Ten slotte sterven jaarlijks meer dan 300.000 vrouwen tijdens de bevalling, ten gevolge van gebrek aan keizersnedemogelijkheden of adequate zorg, hetgeen, net als doodgeboortes of complicaties ten gevolge van bloedingen, obstructies en infecties, door veilige chirurgie en anesthesie voorkomen zou kunnen worden.

Daarenboven blijven veel vrouwen achter met complicaties als vaginale fistels na een bevalling, hetgeen door de sterke reuk vaak resulteert in het uitstoten van dergelijke vrouwen uit hun gemeenschap. Hoewel makkelijk te behandelen, is de kennis hierover vaak ontbrekend, of het dichtstbijzijnde zorgcentrum uren tot dagen verder.

Een jonge vrouw staat op het punt te bevallen in de slecht uitgeruste kraamkliniek van Bentiu, Zuid-Soedan.

Om deze precaire situatie aan te pakken is er naast de nodige financiering een dringende nood aan chirurgen, anesthesisten en verloskundigen. Om de extra 143 miljoen operaties per jaar uit te kunnen voeren om iedereen toegang tot veilige en tijdige operatieve zorg te bieden, zijn er tegen 2030 2.28 miljoen extra dergelijke specialisten nodig2.

Naast de vele levens die kunnen worden gered op deze manier, stimuleert het op middellange termijn ook de economische groei van naties, hetgeen ontwikkelingslanden des te meer ten goede komt. Men schat immers dat ontwikkelingslanden tegen 2030 12.3 triljoen dollar aan economische productiviteit verliezen indien chirurgische opwaardering uitblijft, terwijl dit probleem kan worden voorkomen door een globale investering van ‘slechts’ 350 miljard dollar2.

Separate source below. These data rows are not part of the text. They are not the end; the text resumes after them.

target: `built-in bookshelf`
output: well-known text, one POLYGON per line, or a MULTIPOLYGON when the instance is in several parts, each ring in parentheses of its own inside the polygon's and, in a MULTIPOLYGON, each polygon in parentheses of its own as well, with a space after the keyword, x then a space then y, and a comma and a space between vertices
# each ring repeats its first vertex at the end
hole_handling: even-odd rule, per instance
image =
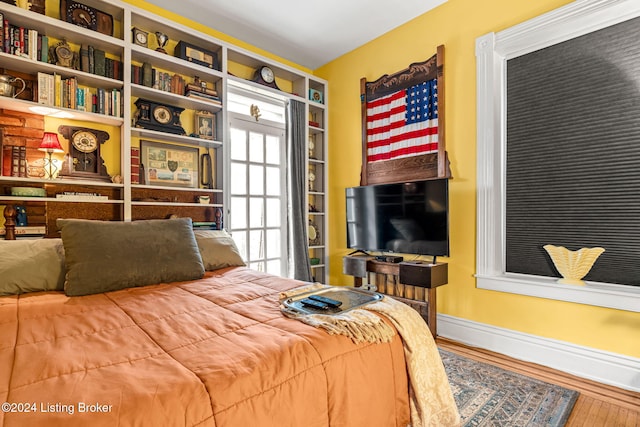
MULTIPOLYGON (((201 223, 221 217, 224 227, 233 215, 223 179, 225 99, 228 83, 242 82, 306 105, 311 178, 307 217, 317 231, 309 254, 314 278, 326 281, 327 82, 128 3, 82 3, 98 17, 96 30, 67 22, 58 7, 41 14, 0 2, 0 74, 22 79, 27 86, 16 98, 0 96, 3 114, 12 115, 16 123, 21 117, 16 127, 23 127, 3 127, 1 144, 25 146, 27 163, 22 176, 1 170, 0 206, 24 205, 37 212, 29 225, 46 227, 49 237, 56 235, 51 218, 58 216, 131 221, 178 215, 201 223), (253 81, 262 66, 273 70, 280 89, 253 81), (111 182, 86 174, 45 179, 46 153, 38 151, 39 138, 61 123, 108 132, 102 156, 86 162, 104 160, 111 182), (208 125, 200 127, 203 123, 208 125), (29 136, 20 139, 12 132, 29 136), (154 149, 141 149, 145 145, 154 149), (168 161, 154 157, 163 152, 187 160, 179 171, 171 170, 168 161), (25 187, 44 192, 11 195, 12 189, 25 187), (65 193, 69 197, 58 197, 65 193), (73 193, 78 194, 70 197, 73 193)), ((20 88, 19 80, 14 86, 20 88)), ((53 154, 58 168, 65 160, 85 161, 81 152, 70 158, 73 135, 59 139, 64 153, 53 154)), ((0 156, 3 165, 14 160, 13 155, 0 156)))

Bovendien heeft toegang tot chirurgische zorg ook op populatieniveau een bewezen kosteneffectiviteit die beter is dan voormalige foci als antiretrovirale therapie voor HIV/aids en malariacampagnes (kosten per geredde disability-adjusted life years/DALY’s, een maat voor de gezonde jaren die men verliest door beperkingen en vroegere dood door een aandoening).

Op 22 mei 2015 adopteerde de 68ste World Health Assembly (WHA) in Genève de baanbrekende resolutie ‘Strengthening emergency and essential surgical care and anaesthesia as a component of universal health coverage’, hetgeen de start van het volwaardige chirurgische aspect van Global Health betekende.

Daarnaast houden ook de nieuwe Post-2015 Global Goals on Sustainable Development van de VN nu rekening met dit aspect van de globale gezondheidszorg. Desalniettemin is er nog immer sprake van een tekort aan financiering, daar er immers geen “Global Fund for Surgery” bestaat, zoals deze wel zijn ontwikkeld (zij het na tientallen jaren promoten) voor aids, tuberculose en malaria door de Wereldbank, WHO en de Gates Foundation.

Global Surgery heeft zich pas recent weten te profileren op de internationale agenda, maar is desalniettemin cruciaal voor miljoenen levens en de globale ontwikkeling. Wereldleiders en individuele naties dienen aangespoord te worden om gezondheidssystemen te verbeteren, en hand in hand samen te werken om iedereen gelijke toegang te bieden tot veilige chirurgie zorg, voor jong en oud, rijk en arm, overal ter wereld.